The rates of AEs in elderly patients were similar to those experienced by the younger patients; AEs that occurred more than 10% more frequently with ribociclib/letrozole than with sole letrozole included neutropenia (74% percent versus 5%), leukopenia (31% versus 4%), fatigue (37% versus 24%), alopecia (33% versus 17%), diarrhea (41% versus 26%), and vomiting (35% versus 19%).

“The rates of dose reduction or interruption due to an AE were similar in both treatment arms in elderly and younger patients, despite a higher proportion of elderly patients with ECOG performance status 1,” Sonke pointed out.

Most AEs could be managed through dose interruption; dose interruptions due to an AE occurred in 13% versus 13% in the ribociclib/letrozole versus placebo/letrozole arms, respectively, and no dose reductions due to an AE were made in either arm.

The Food and Drug Administration (FDA) granted Breakthrough Therapy Designation for ribociclib in August 2016 and has also accepted a New Drug Application (NDA) and granted priority review for ribociclib as firstline treatment of postmenopausal women with HR+/HER2- advanced or metastatic breast cancer in combination with letrozole.

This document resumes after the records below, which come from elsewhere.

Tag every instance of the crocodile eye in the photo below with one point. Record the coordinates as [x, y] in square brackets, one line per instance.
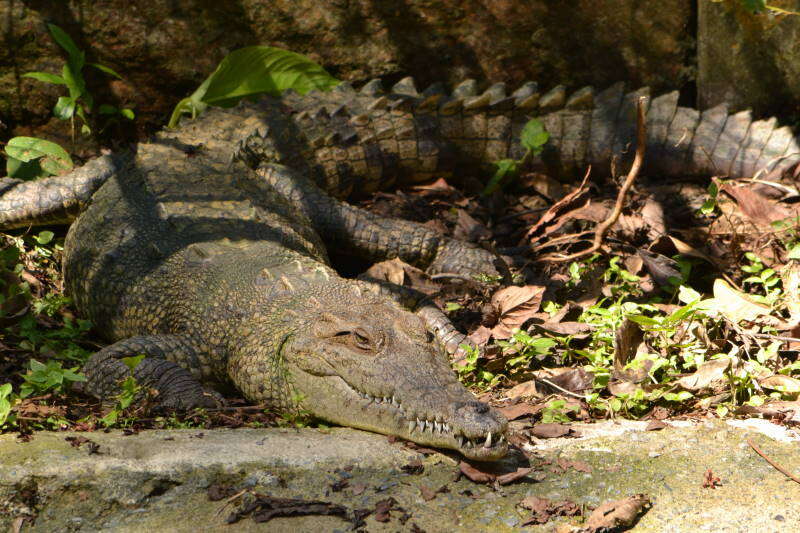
[358, 338]
[361, 339]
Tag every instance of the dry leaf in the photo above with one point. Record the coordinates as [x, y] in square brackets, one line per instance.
[760, 209]
[779, 382]
[552, 431]
[735, 305]
[710, 375]
[470, 230]
[524, 390]
[619, 513]
[512, 412]
[515, 305]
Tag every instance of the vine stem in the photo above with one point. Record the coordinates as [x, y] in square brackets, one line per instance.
[603, 227]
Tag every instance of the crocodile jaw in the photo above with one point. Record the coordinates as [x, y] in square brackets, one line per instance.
[456, 425]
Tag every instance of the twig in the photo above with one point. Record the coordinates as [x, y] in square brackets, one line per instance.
[451, 275]
[775, 465]
[565, 391]
[230, 500]
[603, 227]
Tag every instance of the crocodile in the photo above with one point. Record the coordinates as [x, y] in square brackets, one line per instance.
[205, 249]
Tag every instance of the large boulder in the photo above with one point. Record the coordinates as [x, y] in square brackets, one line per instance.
[164, 48]
[748, 60]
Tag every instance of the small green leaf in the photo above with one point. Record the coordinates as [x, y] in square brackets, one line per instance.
[64, 108]
[254, 70]
[534, 136]
[132, 362]
[54, 159]
[503, 168]
[76, 55]
[44, 237]
[24, 170]
[45, 77]
[107, 70]
[73, 80]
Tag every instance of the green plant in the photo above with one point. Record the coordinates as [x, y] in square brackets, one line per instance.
[526, 348]
[533, 139]
[30, 157]
[470, 371]
[761, 6]
[80, 101]
[7, 400]
[48, 377]
[251, 71]
[557, 411]
[130, 391]
[764, 278]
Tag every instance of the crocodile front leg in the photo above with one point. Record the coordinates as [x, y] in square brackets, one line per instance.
[376, 238]
[53, 200]
[177, 388]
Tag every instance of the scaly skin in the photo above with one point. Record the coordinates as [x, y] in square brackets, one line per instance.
[203, 248]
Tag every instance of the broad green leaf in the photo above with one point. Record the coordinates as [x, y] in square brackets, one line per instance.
[64, 108]
[534, 136]
[254, 70]
[73, 81]
[76, 55]
[24, 170]
[107, 109]
[107, 70]
[265, 69]
[503, 168]
[45, 77]
[54, 159]
[45, 237]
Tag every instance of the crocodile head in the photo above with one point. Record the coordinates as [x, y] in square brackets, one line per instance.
[373, 366]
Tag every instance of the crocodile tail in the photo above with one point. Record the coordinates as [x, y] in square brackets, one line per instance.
[596, 129]
[586, 128]
[53, 200]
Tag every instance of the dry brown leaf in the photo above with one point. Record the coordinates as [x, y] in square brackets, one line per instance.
[710, 375]
[515, 305]
[779, 382]
[480, 336]
[618, 513]
[736, 305]
[557, 209]
[552, 431]
[469, 229]
[628, 343]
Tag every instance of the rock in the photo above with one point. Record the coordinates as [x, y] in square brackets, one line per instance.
[180, 480]
[164, 49]
[748, 60]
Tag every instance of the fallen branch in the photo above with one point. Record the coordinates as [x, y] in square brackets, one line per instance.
[603, 227]
[775, 465]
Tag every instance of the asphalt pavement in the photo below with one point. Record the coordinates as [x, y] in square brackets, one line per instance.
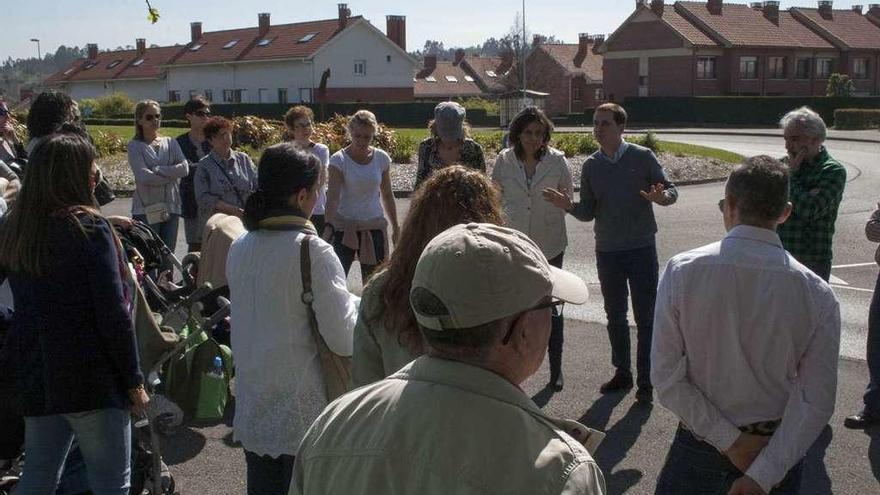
[205, 460]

The NDA was based in part on results of the MONALEESA-2 trial, which was presented at the European Society for Medical Oncology (ESMO) 2016 Congress and published simultaneously in theNew England Journal of Medicine.

Reference:

Sonke, G.S.,Hart, L.L., Campone M, et al. Efficacy and safety of ribociclib (LEE011) + letrozole in elderly patients with hormone receptor-positive (HR+), HER2-negative (HER2˗) advanced breast cancer (ABC) in MONALEESA-2. Abstract presented at: 2017 European Cancer Congress; January 27-30, 2017; Amsterdam. Abstract 2LBA.